Moradores lamentam tragédia com uma atração que começou por ser um meio de transporte
Com um charme antiquado, os elevadores de Lisboa tornaram-se gradualmente uma atração obrigatória para os turistas, mas durante muito tempo foram apenas mais um meio de transporte para os habitantes da escarpada capital portuguesa.
Corpo do artigo
"Para os turistas é uma atração, mas para nós é um simples meio de transporte", conta José Silva, aposentado ainda hoje abalado com o descarrilamento do Elevador da Glória, que causou pelo menos 16 mortos.
"Era um dos meios mais práticos para ir ao Bairro Alto", lembra.
José Silva trabalhou na década de 1960 como ardina e ia todos os dias ao local onde se deu o acidente, que na época abrigava várias gráficas e redações.
"Naquela época não havia tantos turistas" e o elevador era usado principalmente pelos habitantes da cidade, explica enquanto passeia com o seu cão no coração histórico de Lisboa.
Como José, muitos moradores guardam uma lembrança pessoal desses "elevadores mecânicos".
"Todos os lisboetas já apanharam os elevadores pelo menos uma vez", afirma Adelaide Alves, cabeleireira de 57 anos que trabalha no centro da cidade.
"Pessoalmente, não me sentia confortável, por isso não o apanhava com frequência. Embora, às vezes, não houvesse escolha. A subida a pé é muito impressionante e escorregadia como manteiga", descreve.
Adelaide não consegue tirar os olhos das capas dos jornais expostos no quiosque do bairro, onde muitos vizinhos param para compartilhar a emoção após o que a imprensa chama de "a tragédia de Lisboa".
Acidente inacreditável
Para eles, o Elevador da Glória, inaugurado em 1885 - composto por dois vagões amarelos que sobem e descem alternadamente através de um sistema de contrapeso, superando um desnível de 48 metros num trajeto de 265 metros de comprimento -, sempre fez parte da história da cidade.
A Câmara de Lisboa decidiu suspender o funcionamento dos outros três elevadores da capital portuguesa para verificar as condições de segurança dos equipamentos.

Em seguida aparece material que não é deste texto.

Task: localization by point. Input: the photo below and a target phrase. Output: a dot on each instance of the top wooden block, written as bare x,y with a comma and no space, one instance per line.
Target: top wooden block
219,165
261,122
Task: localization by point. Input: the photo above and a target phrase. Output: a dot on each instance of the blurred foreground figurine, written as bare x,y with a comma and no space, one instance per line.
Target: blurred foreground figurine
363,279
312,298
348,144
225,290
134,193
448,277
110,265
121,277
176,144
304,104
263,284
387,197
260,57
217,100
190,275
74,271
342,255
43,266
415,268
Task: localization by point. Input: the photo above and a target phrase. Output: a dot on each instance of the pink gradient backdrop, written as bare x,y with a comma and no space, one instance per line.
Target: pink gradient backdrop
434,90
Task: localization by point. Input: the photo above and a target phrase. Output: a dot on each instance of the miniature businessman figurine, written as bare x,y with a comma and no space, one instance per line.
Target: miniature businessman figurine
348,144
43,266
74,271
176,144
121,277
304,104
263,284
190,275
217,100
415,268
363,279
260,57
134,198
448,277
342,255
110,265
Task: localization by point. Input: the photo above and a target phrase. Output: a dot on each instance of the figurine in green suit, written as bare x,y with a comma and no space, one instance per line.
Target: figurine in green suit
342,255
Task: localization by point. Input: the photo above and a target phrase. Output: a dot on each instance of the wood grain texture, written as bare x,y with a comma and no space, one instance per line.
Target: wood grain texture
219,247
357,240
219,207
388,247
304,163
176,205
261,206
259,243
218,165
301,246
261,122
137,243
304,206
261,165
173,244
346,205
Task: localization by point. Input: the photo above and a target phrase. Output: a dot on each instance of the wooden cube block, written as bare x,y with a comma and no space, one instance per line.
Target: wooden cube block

Nos últimos anos, com o boom do turismo, os centenários amarelos tornaram-se símbolos emblemáticos de uma cidade que recebeu mais de cinco milhões de visitantes em 2023.
Um turismo que às vezes irrita alguns moradores, que abandonaram o uso de elevadores em favor de alternativas como o metro ou os autocarros.
Com as suas ruas estreitas e calçadas com pedras, o "Bairro Alto", antigo bairro operário que se estende por uma das colinas de Lisboa, é hoje uma parada obrigatória para os turistas.
Mas, após o acidente de quarta-feira, muitos oscilam entre a descrença e o medo retrospetivo.
"Esta manhã, quando acordei e li as notícias, não conseguia acreditar", confessa Mateo Díaz, um turista colombiano de 27 anos que está de férias em Lisboa, perto do local do acidente, onde ainda é visível a carcaça destruída do vagão amarelo.
"Estávamos a pensar subir, mas a fila era muito longa e acabamos por desistir", explica Antonio Javier, um turista espanhol.